Last week, fast-food workers around the United States yet again walked off the job to protest their low pay and demand a wage hike to $15 an hour, about double what many of them earn today. In doing so, they added another symbolic chapter to an eight-month-old campaign of one-day strikes that, so far, has yielded lots of news coverage, but not much in terms of tangible results.
So there's a certain irony that in Australia, where the minimum wage for full-time adult workers already comes out to about $14.50 an hour, McDonald's staffers were busy scoring an actual raise. On July 24, the country's Fair Work Commission approved a new labor agreement between the company and its employees guaranteeing them up to a up to a 15 percent pay increase by 2017.
And here's the kicker: Many Australian McDonald's workers were already making more than the minimum to begin with.
The land down under is, of course, not the only high-wage country in the world where McDonald's does lucrative business. The company actually earns more revenue out of Europe than than it does from the United States. France, with its roughly $12.00 hourly minimum, has more than 1,200 locations. (Australia has about 900).

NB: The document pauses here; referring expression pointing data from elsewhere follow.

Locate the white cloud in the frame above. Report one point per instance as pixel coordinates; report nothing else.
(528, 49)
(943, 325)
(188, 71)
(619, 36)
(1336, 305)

So how exactly do McDonald's and other chains manage to turn a profit abroad while paying an hourly wage their American workers can only fantasize about while picketing? Part of the answer, as you might expect, boils down to higher prices. Academic estimates have suggested that, worldwide, worker pay accounts for at least 45 percent of a Big Mac's cost. In the United States, industry analysts tend to peg the figure a bit lower -- labor might make up anywhere from about a quarter of all expenses at your average franchise to about a third.* But generally speaking, in countries where pay is higher, so is the cost of two all beef patties, as shown in the chart below by Princeton economist Orley Ashenfelter. Note Western Europe way up there in the upper-right hand corner, with its high McWages and high Big Mac prices.
That said, not every extra dollar of worker compensation seems to get passed onto the consumer. Again, take Australia. According to the The Economist, Aussies have paid anywhere from 6 cents to 70 cents extra for their Big Macs compared to Americans over the past two years, a 1 percent to 17 percent premium. If you were to simply double the cost of labor at your average U.S. Mickey D's and tack it onto the price of a sandwich, you'd expect customers to be paying at least a dollar more.
Why don't they?
To start, some Australians actually make less than the adult minimum wage. The country allows lower pay for teenagers, and the labor deal McDonald's struck with its employees currently pays 16-year-olds roughly US$8-an-hour, not altogether different from what they'd make in the states. In an email, Greg Bamber, a professor at Australia's Monash University who has studied labor relations in the country's fast food industry, told me that as a result, McDonald's relies heavily on young workers in Australia. It's a specific quirk of the country's wage system. But it goes to show that even in generally high-pay countries, restaurants try to save on labor where they can.
It's also possible that McDonald's keeps its prices down overseas by squeezing more productivity out of its workers. Researchers studying the impact of minimum wage increases on American fast food chains in the Deep South have found that while restaurants mostly cope by their raising prices, they also respond by handing their employees more responsibility. It stands to reason that in places like Europe and Australia, managers have found ways to get more mileage out of their staff as well.
Or if not, they've at least managed to replace a few of them with computers. As Michael Schaefer, an analyst with Euromonitor International, told me, fast food franchises in Europe have been some of the earliest adopters of touchscreen kiosks that let customers order without a cashier. As always, the peril of making employees more expensive is that machines become cheaper in comparison.
Finally, McDonald's has also helped its bottom line abroad by experimenting with higher margin menu items while trying to court more affluent customers. Way back in 1993, for instance, Australia became home to the first McCafe coffee shops, which sell highly profitable espresso drinks. During the last decade, meanwhile, the company gave its European restaurants a designer make-over and began offering more localized menus meant to draw a higher spending crowd.
So if President Obama waved a magic wand tomorrow and raised the minimum wage to $10 or $15, does this all mean that U.S. fast food chains would be able to cope? "Were that to happen overnight, it would be a hugely traumatic process," Schaefer told me. After all, virtually every fast food franchise in the country would have to rethink its business model as their profits evaporated. But as the international market shows, the models are out there. It would certainly mean more expensive burgers. It would almost definitely mean fewer workers, as restaurants found ways to streamline their staffs, either through better management or technology. And it might mean fewer chains catering to the bottom of the market.
But in some people's eyes, it might also be worth it.
* Ron Paul, president of the food industry consulting firm Technomic, told me that as a rule of thumb fast food franchises assume labor will make up 30-to-35 percent of their expenses. As Columbia Journalism Review's Ryan Chittum noted last week, McDonald' s reports that worker pay makes up about 30 percent of expenses at its corporate-owned restaurants. He also dug up a handy chart from Janney Capital Markets, which estimates that labor makes up 26 percent of all expenses for an average McDonald's franchisee.